The phenological EOS shows a trend of delay and varies with vegetation type (Figure 9). The major range is concentrated within 288–320 days. In the period of <272 days, only cropland exhibits an annual distribution, i.e., that of the other vegetation types in intermittent. The distributions of shrub and forest in 288–320 days are larger compared with those of other periods. Within 272–288 days, the proportion of cropland shows little increase in 2013 and 2018. During 288–304 days, grassland is minimal in comparison with the other vegetation types. The variability at 304–320 days of the four vegetation types is relatively limited compared with that of the other periods.

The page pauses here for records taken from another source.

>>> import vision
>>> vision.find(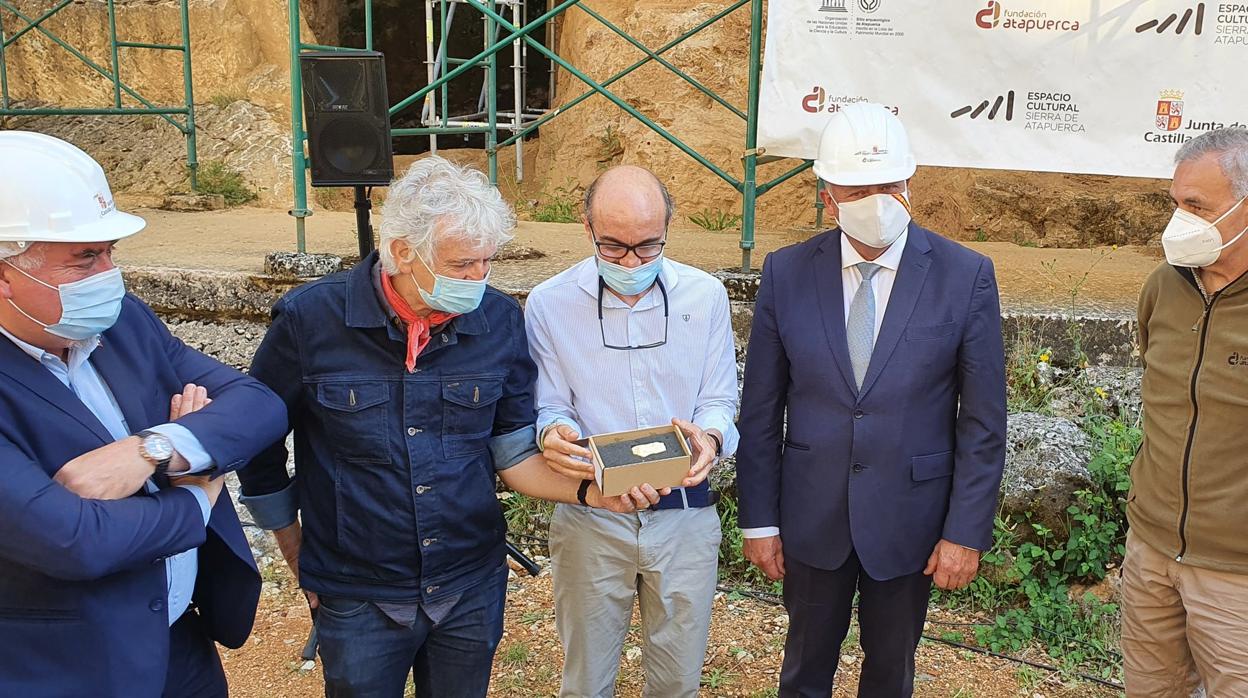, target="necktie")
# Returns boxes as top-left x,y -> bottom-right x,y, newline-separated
845,262 -> 880,388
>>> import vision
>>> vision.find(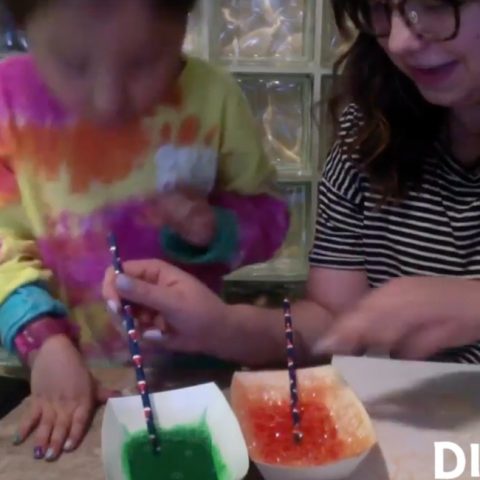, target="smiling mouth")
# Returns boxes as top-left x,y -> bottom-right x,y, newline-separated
408,61 -> 457,86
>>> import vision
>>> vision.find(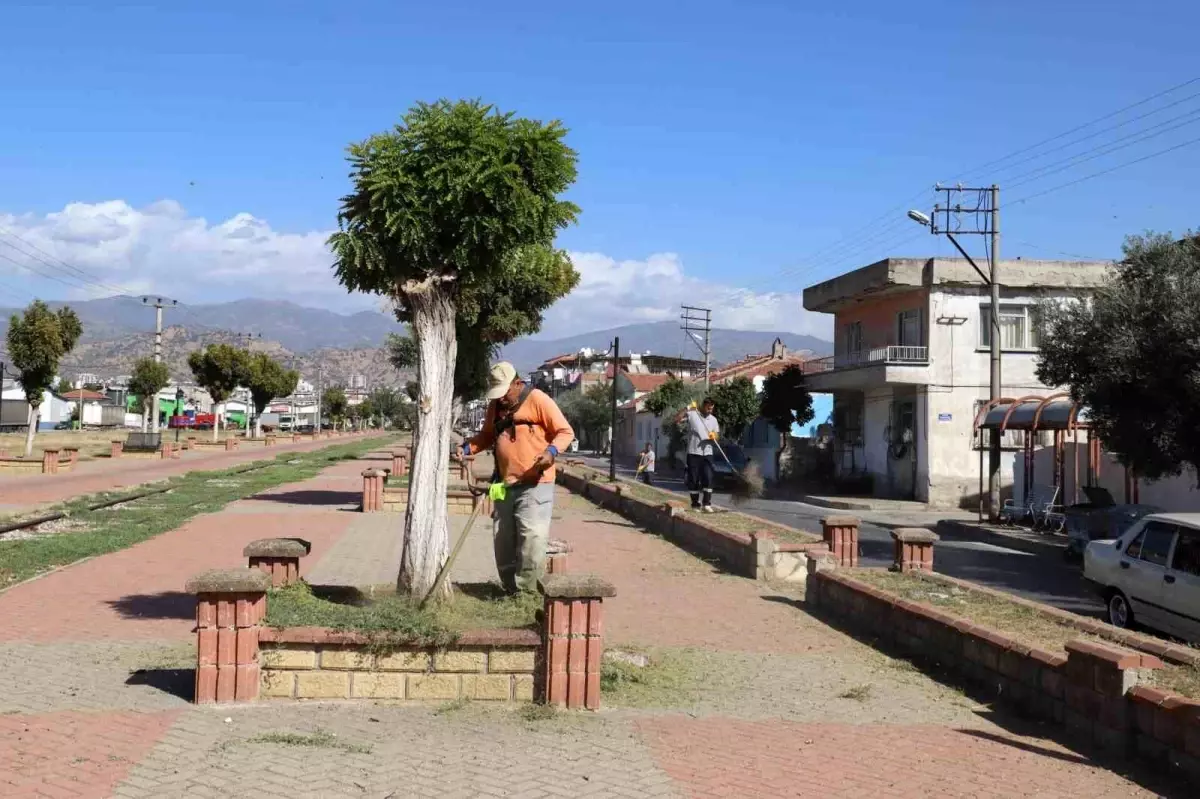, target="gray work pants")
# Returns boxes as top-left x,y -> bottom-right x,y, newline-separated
492,482 -> 554,591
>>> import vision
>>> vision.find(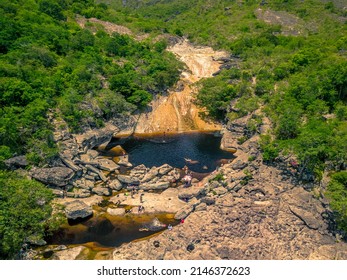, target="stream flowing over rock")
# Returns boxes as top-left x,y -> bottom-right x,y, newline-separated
29,41 -> 347,260
135,40 -> 228,135
109,112 -> 347,260
65,200 -> 93,220
31,167 -> 74,187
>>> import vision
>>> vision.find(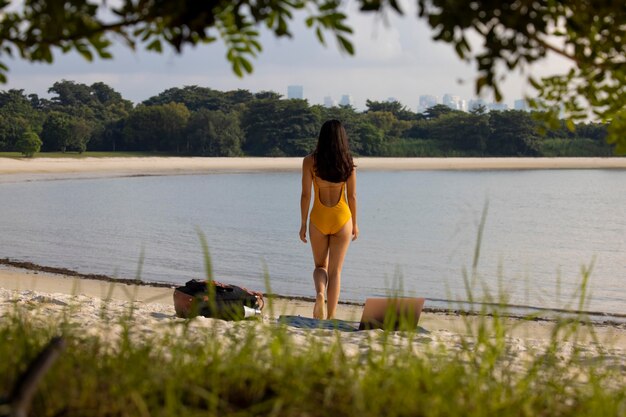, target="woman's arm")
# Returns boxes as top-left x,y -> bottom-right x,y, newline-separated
300,156 -> 313,243
347,168 -> 359,240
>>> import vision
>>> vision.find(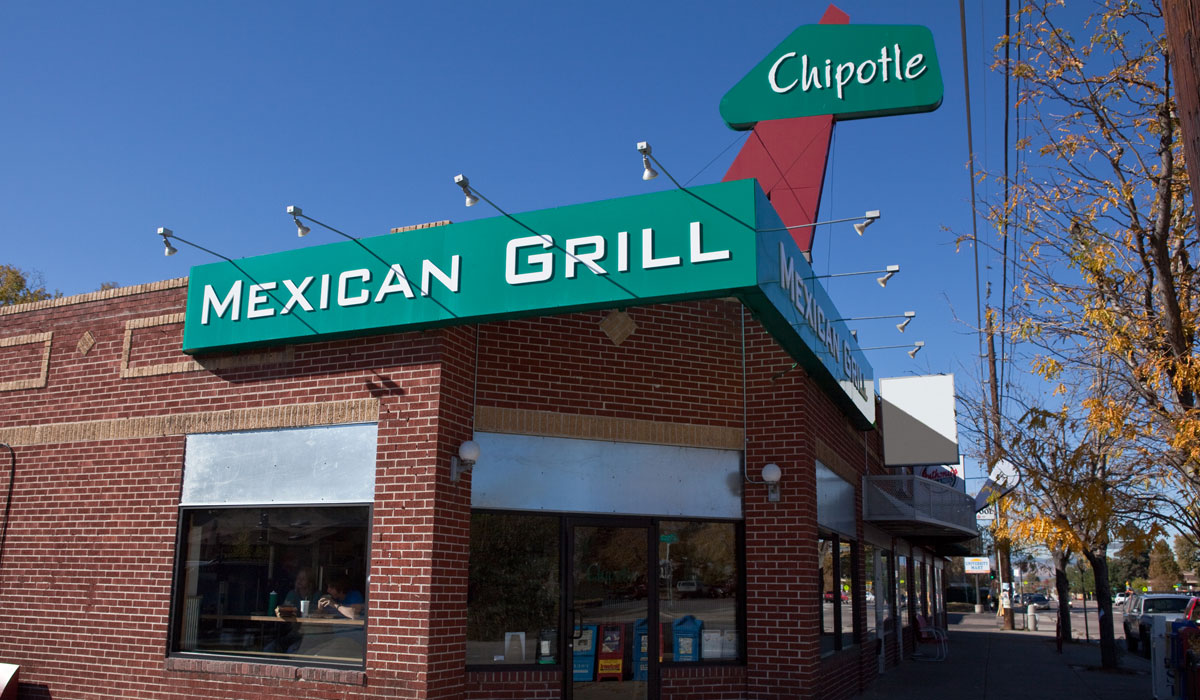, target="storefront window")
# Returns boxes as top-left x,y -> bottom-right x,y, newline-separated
172,505 -> 371,665
931,568 -> 946,617
817,536 -> 841,654
467,513 -> 561,665
863,544 -> 892,641
916,562 -> 929,616
657,521 -> 742,663
838,538 -> 854,648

4.4. Response of Phenology Shifts to Changing Environment

To evaluate the factors related to changes in vegetation phenology, this study analyzed the association of factors and phenological indicator quantiles (Figure 10 and Figure 11). EOS shows a significantly higher correlation with temperature than EOS50 (R = 0.89). SOS90 is more sensitive to PRE_SOS than SOS. Temperature and precipitation in SOS period are positive with ISP (R = 0.67 and 0.28). SM_LOS shows a remarkable relationship with TEM_EOS, EOS and SM_SOS (R = −0.69 and 0.85).
The annual phenological indicators and ANL were individually investigated (Figure 11). It shows that the proportion of positive is greater than negative correlations in both SOS and EOS (Figure 11a,b), and exhibits a spatial distribution of positive correlations in the northwest and southeast for SOS, and southeast and northern regions for EOS. In contrast to LOS, the relationship shows a relatively even distribution (Figure 11c).

5. Discussion

5.1. Spatiotemporal Characteristics of Phenology Shifts

Phenological shifts are the combined result of changes in vegetation growth and environmental conditions. Vegetation on the LP has consistently expanded and demonstrated a strong upward trend over the past two decades. This expansion can be attributed to the combined dynamics associated with human activities and changes in natural climatic conditions [64]. Previous studies showed that human activities make a greater contribution (≥50%) to vegetation recovery. The Grain for Green Program, as a reforestation and ecological restoration project, has made a substantial contribution to the prevention of further degradation of the ecological environment of the LP [17,65]. Findings show that the majority of vegetation greening on the LP is concentrated in low-elevation and relatively flat regions, consistent with the results of Li et al. [7].
Phenology varies with vegetation type, and different types of vegetation do not share identical growth cycles; thus, they are present in various proportions during different SOS and EOS periods. Changes in vegetation phenology can influence energy generation (e.g., adjustment of leaf reflectance and emission of organic gases into the atmosphere) [9] and are associated with the inherent characteristics of specific vegetation types. For example, one of the important contributors to phenological change stems from gene expression [66], functional traits, and physical distinctions between herbaceous and woody plants [67,68,69]. Additionally, physical drivers represent other controlling factors that can influence vegetation changes. On the LP, there is a latitudinal gradient in vegetation reduction from lower to higher latitudes. For example, the relatively flat topography and favorable moisture and thermal conditions in southern areas facilitate rapid extension of the growth period of vegetation [70].
Results also found that cropland is a significant contributor to SOS and EOS shifts. A part of SOS begins later, which has a larger proportion of 144–176d than the other three vegetation types. It has been evidenced that temperature requirements for crop greening are distinct from those of natural vegetation [71,72]. Moreover, seed variety and types also have an impact on it, causing more complicated crop phenology shifts in a changing environment. This is consistent with the study by Zhao et al. [73].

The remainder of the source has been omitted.